Huff may have never been a secret operative, but he was able to draw some inspiration from his own life. At the time he was writing the book, Huff was on staff at a Southern Baptist church in Central Virginia. Much of what John experiences with the church and its members is based on Huff’s real experiences in ministry as well as from growing up as a preacher’s kid in rural Tennessee churches. Some of the characters are amalgamations of the wonderful people he’s met along the way. His time in local ministry opened his eyes to the reality of how unique that calling is in the life of a person. Huff loved the idea of capturing the fish-out-of-water experience of someone who did a very different job now finding himself learning what it means to spiritually care for a group of people.
As for the storyline, Huff drew inspiration, especially for the opening scene, from events featured in the headlines. As for the action sequences, those are thanks to his love of action franchises such as Mission: Impossible, Jason Bourne, and James Bond. He wants his series to take the Bible and the church seriously while offering the same kind of jaw-dropping action those novels and films excel at.
A Cross to Kill is the first in the Shepherd Suspense trilogy. The second installment of John Cross’s story, Cross Shadow, releases in May 2020, to be followed by Right Cross.
“An action-packed nail-biter from beginning to end, filled with enough twists and turns to put 24 and Jack Bauer to shame! I couldn’t put it down. Many thanks to Andrew for hours of entertainment and frantic page turning.”
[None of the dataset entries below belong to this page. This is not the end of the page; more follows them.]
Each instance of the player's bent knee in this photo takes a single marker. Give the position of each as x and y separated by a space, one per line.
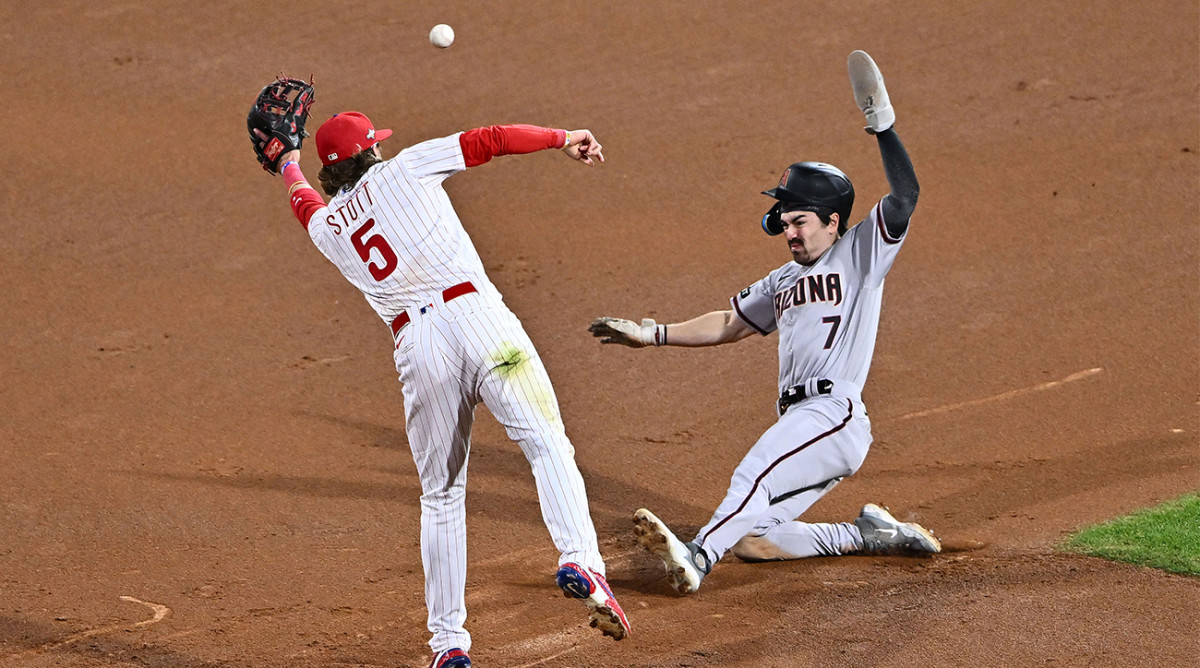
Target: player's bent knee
757 548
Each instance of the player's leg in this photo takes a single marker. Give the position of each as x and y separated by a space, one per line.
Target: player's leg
799 458
517 390
778 536
438 415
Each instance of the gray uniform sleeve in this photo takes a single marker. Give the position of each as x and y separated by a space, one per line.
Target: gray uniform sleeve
756 306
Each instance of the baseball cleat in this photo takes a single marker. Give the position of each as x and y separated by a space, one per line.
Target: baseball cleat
883 534
870 94
685 564
604 611
453 657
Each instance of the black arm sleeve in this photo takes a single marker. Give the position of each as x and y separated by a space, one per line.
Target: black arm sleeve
900 203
~ Lynette Eason, best-selling, award-winning author of the Blue Justice series
“A fast-paced novel that drew me into the adventure from the opening pages. The characters wrestle with faith, forgiveness, and redemption in a gripping plotline packed with suspense, action, and danger.”
~ Glenn Kreider, author of God with Us
About the Author
He is a two-time finalist in the American Christian Fiction Writers (ACFW) Genesis Contest for unpublished authors (2014, 2017) and also won the best screenplay award at the 2015 48 Hour Film Festival in Richmond, VA.
Huff holds a bachelor of science in religion degree from Liberty University and a master of arts in Christian education from Dallas Theological Seminary. He resides in Plano, TX, with his beautiful wife, Jae, and their two boys.